April 5, 2012
by Afef Abrougui
On 28 March a primary court in the coastal city of Mahdia, sentenced two atheist friends, Jabeur Mejri and Ghazi Beji, to seven and a half years in prison, and to a fine of 1200 Tunisian Dinars (around USD $800) each, over the use of social networks to publish content deemed blasphemous. Mejri,and Beji were put on trial following a complaint lodged by a group of residents in Mahdia.
Private radio station Shems FM reported that Mejri and Beji published cartoons insulting the Prophet.
While Jabeur Mejri is in prison, his friend Ghazi Beji, who was sentenced in absentia, is at large. He fled to Athens to avoid prosecution. According to atheistica.com Beji wrote a book called “the Illusion of Islam”, and published it on the internet.
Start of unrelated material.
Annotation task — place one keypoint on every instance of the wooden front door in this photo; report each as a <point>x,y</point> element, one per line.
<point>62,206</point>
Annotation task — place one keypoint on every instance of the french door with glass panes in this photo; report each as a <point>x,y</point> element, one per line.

His friend Mejri, wrote another book and “cursed the government, Islamists, Prophet Mohamed, drew a pig sleeping on the Kaaba [a sacred building for Muslims], and expressed his hatred towards Arabs and his love to Israel and its prime minister Natanyaho [sic]”.
Mejri, and Beji were convicted of “insulting others via public communication networks”, and spreading publications and writings that could “disturb public order” and “ moral transgression”.
The League of Tunisian Humanists condemned the sentence and complained about the “unclear circumstances that surrounded the trial, since one of the defendants fled”.
Olfa Riahi, a blogger and a journalist, who broke the story on the Tunisian blogosphere, told Index on Censorship that she is looking forward to see more associations getting together to support Mejri and Beji. “Many associations have started to react, but I would like to see [human rights group group] Liberty and Equity, as an association with an Islamic background, reacting too”, she said.
Bochra Bel Haji Hmida, a renowned Tunisian lawyer and women rights activist, will defend Mejri and Beji in their appeal.
Though the 2011 uprising has permitted Tunisians to freely express themselves, and criticize the political system; Islam has turned out to be a red line for the predominantly Muslim country, where censorship is taking on a religious tone.